Lo so, sono un’inguaribile romantica e come osservatrice tendo a farmi trascinare dalla commozione, ma mentre guardavo (e sollevavo, e scotchavo e gioivo) io questo filo rosso, che ha legato Olivier, Antoine, i cittadini, l’organizzazione di Matera 2019, l’architettura di cartone, il progetto di oggi e quello del 2019, e ancor più il futuro dopo il 2019, l’ho visto brillare.
Ho visto un progetto che chiama le persone a partecipare, a fare un cammino comune, a farsi guidare in una creazione collettiva che, finita la festa, lascia non solo un segno, ma una competenza “professionale” e, soprattutto, sociale inestimabile.
La festa/test del -1 era una metafora di ciò che ci si propone per questa città. Io tornerò, speranzosa ed emozionata, a osservare i prossimi passi.

In tutto questo, l’unico che ci fa una figura meschina è il mio cellulare: fa foto pessime. Mi (vi) ricorda che la cosa migliore, sempre, è esserci e partecipare.

4 pensieri riguardo “Incursioni: Matera 2019/ -1

  1. Ciao Chiara,
    grazie per il tuo racconto. E grazie per essere stata a Matera per poterci raccontare quello che hai visto e cui hai partecipato.
    Anche senza fotografie le tue parole hanno saputo trasmettere la visione di quanto hai vissuto, di un luogo un po’ magico, in cui si può dar vita a realtà straordinarie, se soltanto ci si convince che lo straordinario e il magico possono uscire dalle nostre stesse mani e dall’incontrarsi.
    Chissà se eventi come questo sono replicabili anche in altre città..Torino, per citarne una a caso…sarebbe bello se diventassero un modo per vivere i luoghi in cui abitiamo da attori, che costruiscono essi stessi il proprio teatro, la scenografia, il palcoscenico su cui muoversi e interagire, intrecciare relazioni e tessere trame inedite, dare spazio mentale e materiale, alla creatività, come esercizio di conoscenza di sè e degli altri, lasciando che sia la fantasia a plasmare la realtà..sarebbe bello se fossero un’opportunità per ricostituire il senso della comunità, per poter camminare e non sentirsi puntini immersi tra migliaia di altri puntini di una folla solitaria..
    Chissà se lo spazio urbano potrebbe diventare il palcoscenico su cui interpretare la nostra vita, quella autentica.

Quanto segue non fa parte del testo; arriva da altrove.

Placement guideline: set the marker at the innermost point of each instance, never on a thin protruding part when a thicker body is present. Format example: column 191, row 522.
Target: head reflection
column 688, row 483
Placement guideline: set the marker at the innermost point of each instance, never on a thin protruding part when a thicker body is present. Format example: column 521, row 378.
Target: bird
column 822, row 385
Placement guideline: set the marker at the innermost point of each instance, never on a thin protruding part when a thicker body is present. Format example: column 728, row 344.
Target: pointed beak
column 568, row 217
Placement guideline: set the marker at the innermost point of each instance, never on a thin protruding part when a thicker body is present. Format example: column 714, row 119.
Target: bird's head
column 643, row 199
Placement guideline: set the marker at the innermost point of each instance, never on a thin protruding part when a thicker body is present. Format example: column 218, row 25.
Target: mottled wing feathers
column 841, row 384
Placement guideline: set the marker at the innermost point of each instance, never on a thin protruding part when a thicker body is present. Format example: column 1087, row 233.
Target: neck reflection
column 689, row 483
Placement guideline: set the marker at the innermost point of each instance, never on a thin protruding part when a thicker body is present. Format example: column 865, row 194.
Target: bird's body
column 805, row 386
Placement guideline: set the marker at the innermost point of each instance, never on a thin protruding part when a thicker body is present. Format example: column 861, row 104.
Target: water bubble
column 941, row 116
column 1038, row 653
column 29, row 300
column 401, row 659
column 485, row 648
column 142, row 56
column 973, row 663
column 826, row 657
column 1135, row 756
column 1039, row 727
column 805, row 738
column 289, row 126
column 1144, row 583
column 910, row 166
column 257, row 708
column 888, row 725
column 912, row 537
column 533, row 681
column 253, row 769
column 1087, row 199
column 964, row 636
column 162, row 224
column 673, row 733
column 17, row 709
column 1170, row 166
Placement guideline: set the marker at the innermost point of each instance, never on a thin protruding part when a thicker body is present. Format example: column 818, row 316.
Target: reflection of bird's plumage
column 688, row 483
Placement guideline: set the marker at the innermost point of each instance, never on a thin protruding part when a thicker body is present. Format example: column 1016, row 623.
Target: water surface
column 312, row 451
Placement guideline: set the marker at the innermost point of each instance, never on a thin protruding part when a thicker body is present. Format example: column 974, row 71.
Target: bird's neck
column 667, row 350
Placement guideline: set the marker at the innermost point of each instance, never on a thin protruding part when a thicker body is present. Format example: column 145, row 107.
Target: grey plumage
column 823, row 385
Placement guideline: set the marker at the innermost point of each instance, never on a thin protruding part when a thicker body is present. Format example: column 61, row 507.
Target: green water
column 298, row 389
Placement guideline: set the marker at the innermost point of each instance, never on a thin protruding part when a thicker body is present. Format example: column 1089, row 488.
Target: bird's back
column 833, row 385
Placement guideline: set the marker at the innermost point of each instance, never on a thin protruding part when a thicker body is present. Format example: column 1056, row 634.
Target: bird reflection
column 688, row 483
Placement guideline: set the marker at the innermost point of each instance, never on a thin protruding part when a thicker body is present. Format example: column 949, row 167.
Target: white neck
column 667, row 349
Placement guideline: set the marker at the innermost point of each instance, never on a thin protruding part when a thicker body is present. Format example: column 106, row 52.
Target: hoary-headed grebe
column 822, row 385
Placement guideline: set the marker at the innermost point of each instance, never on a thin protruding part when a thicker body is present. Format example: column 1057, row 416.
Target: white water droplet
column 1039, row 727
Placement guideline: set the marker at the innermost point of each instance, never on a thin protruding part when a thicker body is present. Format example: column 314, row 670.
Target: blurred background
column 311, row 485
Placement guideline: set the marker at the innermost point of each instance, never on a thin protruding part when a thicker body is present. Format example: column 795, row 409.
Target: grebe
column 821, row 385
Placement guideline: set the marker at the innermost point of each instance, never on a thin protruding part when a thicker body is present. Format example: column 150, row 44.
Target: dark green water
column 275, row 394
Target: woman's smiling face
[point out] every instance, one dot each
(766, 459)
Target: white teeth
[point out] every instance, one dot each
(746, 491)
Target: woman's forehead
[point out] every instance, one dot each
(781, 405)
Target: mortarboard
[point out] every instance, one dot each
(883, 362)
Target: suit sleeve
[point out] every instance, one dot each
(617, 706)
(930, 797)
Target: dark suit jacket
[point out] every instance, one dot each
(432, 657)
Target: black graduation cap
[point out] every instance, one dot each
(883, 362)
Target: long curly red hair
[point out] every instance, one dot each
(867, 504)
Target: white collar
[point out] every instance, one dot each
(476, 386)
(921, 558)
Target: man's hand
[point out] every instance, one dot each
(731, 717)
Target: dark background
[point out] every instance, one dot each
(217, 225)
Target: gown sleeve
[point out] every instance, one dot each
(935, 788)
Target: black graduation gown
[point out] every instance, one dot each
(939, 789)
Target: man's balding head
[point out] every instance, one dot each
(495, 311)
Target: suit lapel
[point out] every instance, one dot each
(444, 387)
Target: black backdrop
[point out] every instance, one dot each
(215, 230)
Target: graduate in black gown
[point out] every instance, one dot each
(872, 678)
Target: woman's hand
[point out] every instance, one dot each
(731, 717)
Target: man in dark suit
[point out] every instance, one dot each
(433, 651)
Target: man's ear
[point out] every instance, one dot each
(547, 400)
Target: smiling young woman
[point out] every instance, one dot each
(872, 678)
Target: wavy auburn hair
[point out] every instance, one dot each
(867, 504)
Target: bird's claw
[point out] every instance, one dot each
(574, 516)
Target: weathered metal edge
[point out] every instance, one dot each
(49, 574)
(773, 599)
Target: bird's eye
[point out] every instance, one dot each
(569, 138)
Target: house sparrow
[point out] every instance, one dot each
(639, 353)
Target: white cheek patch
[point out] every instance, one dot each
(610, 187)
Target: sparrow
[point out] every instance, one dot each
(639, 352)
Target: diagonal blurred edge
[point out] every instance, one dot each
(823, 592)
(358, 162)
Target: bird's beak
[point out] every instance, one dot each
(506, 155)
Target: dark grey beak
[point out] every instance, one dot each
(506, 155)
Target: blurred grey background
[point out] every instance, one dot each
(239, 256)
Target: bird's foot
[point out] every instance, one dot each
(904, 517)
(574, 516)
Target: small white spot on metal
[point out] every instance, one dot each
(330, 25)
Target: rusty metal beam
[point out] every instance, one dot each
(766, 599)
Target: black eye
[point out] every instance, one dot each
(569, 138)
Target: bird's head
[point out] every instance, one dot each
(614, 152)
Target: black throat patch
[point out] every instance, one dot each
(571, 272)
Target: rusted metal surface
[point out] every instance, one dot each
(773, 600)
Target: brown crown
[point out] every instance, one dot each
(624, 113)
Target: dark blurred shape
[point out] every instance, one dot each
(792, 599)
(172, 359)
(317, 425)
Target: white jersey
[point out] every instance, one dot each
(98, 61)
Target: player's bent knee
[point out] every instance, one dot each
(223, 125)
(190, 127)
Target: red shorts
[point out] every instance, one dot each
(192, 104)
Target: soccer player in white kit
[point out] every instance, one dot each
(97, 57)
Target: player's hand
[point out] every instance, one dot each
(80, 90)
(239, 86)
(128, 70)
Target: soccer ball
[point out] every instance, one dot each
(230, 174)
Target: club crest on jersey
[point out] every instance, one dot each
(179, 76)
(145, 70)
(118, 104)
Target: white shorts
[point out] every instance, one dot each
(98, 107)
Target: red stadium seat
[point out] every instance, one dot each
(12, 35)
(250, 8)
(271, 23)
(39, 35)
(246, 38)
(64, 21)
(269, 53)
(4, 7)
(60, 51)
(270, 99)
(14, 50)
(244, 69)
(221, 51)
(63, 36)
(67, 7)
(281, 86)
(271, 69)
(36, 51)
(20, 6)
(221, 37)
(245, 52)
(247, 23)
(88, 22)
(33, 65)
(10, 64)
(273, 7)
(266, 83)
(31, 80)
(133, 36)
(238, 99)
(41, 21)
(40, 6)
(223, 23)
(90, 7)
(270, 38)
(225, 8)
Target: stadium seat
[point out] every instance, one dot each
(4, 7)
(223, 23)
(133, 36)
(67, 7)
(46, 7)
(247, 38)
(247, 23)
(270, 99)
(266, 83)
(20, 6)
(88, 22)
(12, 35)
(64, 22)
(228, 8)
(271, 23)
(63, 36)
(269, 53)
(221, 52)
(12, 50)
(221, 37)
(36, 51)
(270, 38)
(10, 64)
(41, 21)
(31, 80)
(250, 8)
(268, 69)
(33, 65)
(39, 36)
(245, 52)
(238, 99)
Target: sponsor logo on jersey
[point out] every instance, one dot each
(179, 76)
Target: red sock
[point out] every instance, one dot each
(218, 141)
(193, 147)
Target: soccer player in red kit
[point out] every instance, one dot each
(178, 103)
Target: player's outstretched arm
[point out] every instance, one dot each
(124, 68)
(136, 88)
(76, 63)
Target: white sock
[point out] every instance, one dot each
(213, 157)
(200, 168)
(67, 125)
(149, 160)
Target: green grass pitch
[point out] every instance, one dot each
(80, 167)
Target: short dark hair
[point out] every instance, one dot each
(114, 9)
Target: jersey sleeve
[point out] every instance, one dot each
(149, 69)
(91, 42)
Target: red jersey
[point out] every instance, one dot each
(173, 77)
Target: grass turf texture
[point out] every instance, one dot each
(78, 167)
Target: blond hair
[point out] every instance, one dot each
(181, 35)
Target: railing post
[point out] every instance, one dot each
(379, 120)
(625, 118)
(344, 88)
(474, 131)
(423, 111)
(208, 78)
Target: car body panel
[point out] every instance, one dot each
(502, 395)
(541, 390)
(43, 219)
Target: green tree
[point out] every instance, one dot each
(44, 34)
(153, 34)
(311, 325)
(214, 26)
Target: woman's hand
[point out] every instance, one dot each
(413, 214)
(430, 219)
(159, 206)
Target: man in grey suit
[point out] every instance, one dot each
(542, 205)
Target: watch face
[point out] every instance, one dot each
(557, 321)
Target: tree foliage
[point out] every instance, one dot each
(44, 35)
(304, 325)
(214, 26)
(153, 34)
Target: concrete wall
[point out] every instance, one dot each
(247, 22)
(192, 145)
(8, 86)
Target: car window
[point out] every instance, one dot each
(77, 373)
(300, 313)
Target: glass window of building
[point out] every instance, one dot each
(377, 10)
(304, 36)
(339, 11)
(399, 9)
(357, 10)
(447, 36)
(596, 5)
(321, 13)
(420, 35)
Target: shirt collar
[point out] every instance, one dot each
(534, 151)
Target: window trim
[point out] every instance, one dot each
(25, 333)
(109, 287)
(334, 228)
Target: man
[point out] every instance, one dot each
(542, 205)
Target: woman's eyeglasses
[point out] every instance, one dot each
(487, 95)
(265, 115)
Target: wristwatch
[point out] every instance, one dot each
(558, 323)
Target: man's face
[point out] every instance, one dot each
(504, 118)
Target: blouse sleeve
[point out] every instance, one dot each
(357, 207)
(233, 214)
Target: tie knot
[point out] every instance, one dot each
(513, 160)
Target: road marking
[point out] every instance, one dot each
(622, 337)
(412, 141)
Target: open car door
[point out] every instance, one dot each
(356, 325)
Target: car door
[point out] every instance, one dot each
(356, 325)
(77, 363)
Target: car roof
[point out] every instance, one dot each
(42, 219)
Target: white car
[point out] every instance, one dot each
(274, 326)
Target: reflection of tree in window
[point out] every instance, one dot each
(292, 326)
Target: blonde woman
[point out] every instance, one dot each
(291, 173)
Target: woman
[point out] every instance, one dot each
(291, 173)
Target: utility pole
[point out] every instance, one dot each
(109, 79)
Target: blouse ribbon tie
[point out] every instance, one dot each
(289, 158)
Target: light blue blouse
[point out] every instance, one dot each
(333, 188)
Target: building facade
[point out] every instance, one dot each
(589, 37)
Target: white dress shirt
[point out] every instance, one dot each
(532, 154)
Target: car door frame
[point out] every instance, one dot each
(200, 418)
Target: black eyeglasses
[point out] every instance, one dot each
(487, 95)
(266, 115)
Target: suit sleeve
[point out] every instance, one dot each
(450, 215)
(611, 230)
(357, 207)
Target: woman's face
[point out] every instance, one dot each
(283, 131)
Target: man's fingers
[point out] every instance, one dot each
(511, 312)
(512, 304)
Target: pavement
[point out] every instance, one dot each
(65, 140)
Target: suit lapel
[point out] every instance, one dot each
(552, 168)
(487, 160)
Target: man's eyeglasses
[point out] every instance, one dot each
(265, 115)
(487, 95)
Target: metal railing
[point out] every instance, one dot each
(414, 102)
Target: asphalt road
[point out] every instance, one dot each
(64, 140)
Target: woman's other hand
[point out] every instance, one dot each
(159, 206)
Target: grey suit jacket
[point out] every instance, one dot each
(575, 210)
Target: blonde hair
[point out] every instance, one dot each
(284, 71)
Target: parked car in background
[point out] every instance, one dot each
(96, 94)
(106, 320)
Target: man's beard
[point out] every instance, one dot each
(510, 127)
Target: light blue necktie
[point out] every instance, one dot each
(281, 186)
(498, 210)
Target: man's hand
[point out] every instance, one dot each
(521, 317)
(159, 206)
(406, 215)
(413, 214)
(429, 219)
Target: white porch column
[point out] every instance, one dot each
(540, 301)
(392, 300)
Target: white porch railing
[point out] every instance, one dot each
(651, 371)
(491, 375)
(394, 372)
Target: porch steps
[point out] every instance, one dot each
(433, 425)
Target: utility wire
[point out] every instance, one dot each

    1. Cara Alessia, grazie per il tuo commento. Ti rispondo subito che ogni evento site specific è, appunto, site specific. La cosa che lo rende particolare è esattamente partire da un’idea e vedere come essa interagisca con l’ambiente circostante, si intersechi con le consuetudini, le forme di relazione fra gli abitanti, le regole di comunicazione sedimentate, i “confini” delle relazioni. Con l’obbiettivo di suggerire un altro punto di vista, un’altra possibilità di co-abitazione, sia nello spazio che nel processo artistico. I questo senso, la stessa creazione effimera come quella di Olvier, parte da un assunto progettuale, e poi si sviluppa e si manifesta in modi sempre diversi, con ricadute sempre diverse, a seconda di dove viene proposta. Io, per esempio, ho visto lo stesso progetto in altre tre città, in Francia e Belgio, ed è sempre stata un’esperienza differente.
      Mi chiedi di Torino. Se sia possibile suggerire una nuova forma di collettività e condivisone degli spazi attraverso pratiche artistiche partecipative.Ti posso dire che questa città, grazie all’apertura avuta (fin ora, ma non so quanto durerà) verso l’Arte di Strada, ha permesso a molti artisti di sperimentarsi liberamente in questo senso. Basta girare, per trovare, oltre agli spettacoli “classici” da cerchio (che pure fanno la loro parte, attraverso la proposta di codici e regole che vertono verso la rottura), anche esperimenti e pratiche originali, che prevedono una relazione con il pubblico in posizione non più di fruitore, ma di co-creatore della performance.
      Il mio lavoro di Lettrice Vis-à-Vis, che si può definire “human specific”, per esempio, è nato esattamente per sostenere la domanda che hai posto. E dopo cinque anni, nell’approfondire la triangolazione fra il mio ascolto, le richieste dei miei ospiti e le risorse della letteratura cui attingo, comincio a intravvedere piccoli germogli di mutamento di senso.
      Spero di essere stata esauriente. Ma forse, di più, lo possono essere i colleghi che con me sperimentano. Gira, guarda, cerca, scopri e contribuisci.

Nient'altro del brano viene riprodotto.